What is delaying Somalia’s elections?

 



As the clock ticked towards 12am on Monday, young men counted the seconds to midnight before firing a hail of bullets into the calm dark skies over the Somali capital to celebrate the end of President Mohamed Abdullahi Mohamed’s term in office.

Rewind four years, and young men in Mogadishu were also turning their guns upwards but for the exact opposite reason – to express their joy at Mohamed, popularly known as Farmaajo, taking office.

Remarkably, in a country where clan loyalty runs deep, the crowd was celebrating the election defeat of their own clansmen. Running on a nationalist platform and a promise to wipe out the al-Qaeda-linked armed group al-Shabab, Farmaajo – a bespectacled Somali-American who lived for decades in Buffalo, New York – had defeated two former presidents who hail from the coastal city to clinch the top seat in the 2017 election.

Similar scenes were witnessed in several cities across the Horn of Africa country.
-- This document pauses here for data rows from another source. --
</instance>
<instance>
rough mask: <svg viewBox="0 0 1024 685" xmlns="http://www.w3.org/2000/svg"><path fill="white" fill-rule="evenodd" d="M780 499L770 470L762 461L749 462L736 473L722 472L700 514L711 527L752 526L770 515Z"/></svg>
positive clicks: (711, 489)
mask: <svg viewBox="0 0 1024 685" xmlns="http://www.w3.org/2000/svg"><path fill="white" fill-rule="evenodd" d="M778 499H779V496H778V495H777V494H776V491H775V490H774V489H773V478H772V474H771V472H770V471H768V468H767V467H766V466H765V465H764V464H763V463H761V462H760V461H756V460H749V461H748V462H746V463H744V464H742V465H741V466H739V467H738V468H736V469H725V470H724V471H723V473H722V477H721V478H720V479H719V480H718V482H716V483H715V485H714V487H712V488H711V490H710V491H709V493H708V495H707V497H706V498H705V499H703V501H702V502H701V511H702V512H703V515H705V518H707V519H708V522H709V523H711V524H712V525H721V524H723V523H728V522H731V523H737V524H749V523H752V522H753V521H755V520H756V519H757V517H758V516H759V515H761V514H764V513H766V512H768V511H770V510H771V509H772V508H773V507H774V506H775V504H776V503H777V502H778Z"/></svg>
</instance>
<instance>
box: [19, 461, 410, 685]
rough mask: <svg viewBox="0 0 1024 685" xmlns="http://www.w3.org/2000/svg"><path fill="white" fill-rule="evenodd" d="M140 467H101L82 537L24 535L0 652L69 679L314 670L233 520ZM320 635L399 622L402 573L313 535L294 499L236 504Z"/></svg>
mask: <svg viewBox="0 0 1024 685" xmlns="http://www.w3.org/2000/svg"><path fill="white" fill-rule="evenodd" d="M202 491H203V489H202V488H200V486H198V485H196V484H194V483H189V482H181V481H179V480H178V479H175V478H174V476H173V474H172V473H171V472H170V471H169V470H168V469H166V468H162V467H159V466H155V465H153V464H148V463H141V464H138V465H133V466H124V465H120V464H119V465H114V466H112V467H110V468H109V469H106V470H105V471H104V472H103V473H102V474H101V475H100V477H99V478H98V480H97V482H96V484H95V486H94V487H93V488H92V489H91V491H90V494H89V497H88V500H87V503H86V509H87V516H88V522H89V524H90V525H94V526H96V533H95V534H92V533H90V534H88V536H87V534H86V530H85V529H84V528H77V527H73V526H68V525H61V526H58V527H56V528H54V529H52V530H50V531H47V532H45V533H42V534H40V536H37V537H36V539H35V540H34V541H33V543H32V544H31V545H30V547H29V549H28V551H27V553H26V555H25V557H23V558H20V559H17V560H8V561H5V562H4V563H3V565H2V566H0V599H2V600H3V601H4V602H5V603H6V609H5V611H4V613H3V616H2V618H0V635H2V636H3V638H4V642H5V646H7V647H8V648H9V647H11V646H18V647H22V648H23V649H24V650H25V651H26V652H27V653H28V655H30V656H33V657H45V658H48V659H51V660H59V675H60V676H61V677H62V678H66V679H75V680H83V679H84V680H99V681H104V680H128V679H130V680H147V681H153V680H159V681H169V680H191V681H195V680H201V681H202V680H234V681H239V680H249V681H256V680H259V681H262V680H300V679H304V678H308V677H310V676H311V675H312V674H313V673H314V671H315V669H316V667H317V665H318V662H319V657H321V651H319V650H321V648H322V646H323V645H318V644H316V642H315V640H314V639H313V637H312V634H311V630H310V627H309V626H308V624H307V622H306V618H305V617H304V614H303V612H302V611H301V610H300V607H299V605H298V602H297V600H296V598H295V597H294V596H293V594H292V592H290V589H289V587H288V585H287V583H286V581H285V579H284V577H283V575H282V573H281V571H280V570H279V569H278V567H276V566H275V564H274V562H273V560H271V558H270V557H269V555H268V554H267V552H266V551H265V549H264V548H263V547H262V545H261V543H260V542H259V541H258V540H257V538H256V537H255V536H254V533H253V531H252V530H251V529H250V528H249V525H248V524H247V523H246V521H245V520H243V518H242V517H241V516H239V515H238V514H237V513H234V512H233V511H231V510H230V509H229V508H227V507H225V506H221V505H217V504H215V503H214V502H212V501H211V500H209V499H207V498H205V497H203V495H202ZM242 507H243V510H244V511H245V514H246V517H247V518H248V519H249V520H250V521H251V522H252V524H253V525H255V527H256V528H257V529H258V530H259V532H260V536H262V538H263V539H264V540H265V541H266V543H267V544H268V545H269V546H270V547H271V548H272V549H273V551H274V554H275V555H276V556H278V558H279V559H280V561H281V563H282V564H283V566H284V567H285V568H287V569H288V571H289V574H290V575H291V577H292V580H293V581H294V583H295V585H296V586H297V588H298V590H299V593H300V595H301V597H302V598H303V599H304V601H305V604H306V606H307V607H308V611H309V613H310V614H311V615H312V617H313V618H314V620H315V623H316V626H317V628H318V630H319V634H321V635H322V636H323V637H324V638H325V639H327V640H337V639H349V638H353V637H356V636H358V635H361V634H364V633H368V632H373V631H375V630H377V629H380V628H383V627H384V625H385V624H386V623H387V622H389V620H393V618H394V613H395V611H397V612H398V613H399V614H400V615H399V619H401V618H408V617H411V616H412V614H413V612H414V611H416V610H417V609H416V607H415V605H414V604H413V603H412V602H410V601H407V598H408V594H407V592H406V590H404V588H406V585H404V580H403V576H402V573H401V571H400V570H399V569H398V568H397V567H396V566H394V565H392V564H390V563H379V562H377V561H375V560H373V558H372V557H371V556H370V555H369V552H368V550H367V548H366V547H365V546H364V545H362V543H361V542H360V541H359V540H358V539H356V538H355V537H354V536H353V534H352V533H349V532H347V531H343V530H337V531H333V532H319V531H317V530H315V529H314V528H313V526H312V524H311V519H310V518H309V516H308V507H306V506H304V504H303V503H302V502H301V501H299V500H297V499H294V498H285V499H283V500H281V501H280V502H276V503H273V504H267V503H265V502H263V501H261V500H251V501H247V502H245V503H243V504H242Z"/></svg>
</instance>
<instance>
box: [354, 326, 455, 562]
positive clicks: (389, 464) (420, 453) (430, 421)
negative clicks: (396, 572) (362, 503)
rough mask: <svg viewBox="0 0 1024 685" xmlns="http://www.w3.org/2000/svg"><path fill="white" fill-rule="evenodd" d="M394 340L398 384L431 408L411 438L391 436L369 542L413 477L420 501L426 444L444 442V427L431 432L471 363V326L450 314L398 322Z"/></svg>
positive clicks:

Even in neighbouring Kenya’s Dadaab, home to one of the world’s largest refugee camps housing thousands of displaced Somalis, Farmaajo’s win was welcomed.

But four years is a long time – especially in Somali politics, as no president has ever won a second term in office.

On Saturday, Farmaajo and the leaders of the country’s federal states failed to break a deadlock over how to proceed with elections. Farmaajo accused the regional leaders over the impasse, but opposition groups said they would no longer recognise his authority following the expiration of his term on Monday.

“The president is solely responsible for the delay to the election,” Ilyas Ali, an opposition senator reported. “He had four years to organise an election but he didn’t do that. Now, his term has ended. We don’t recognise him – and he only has himself to blame.”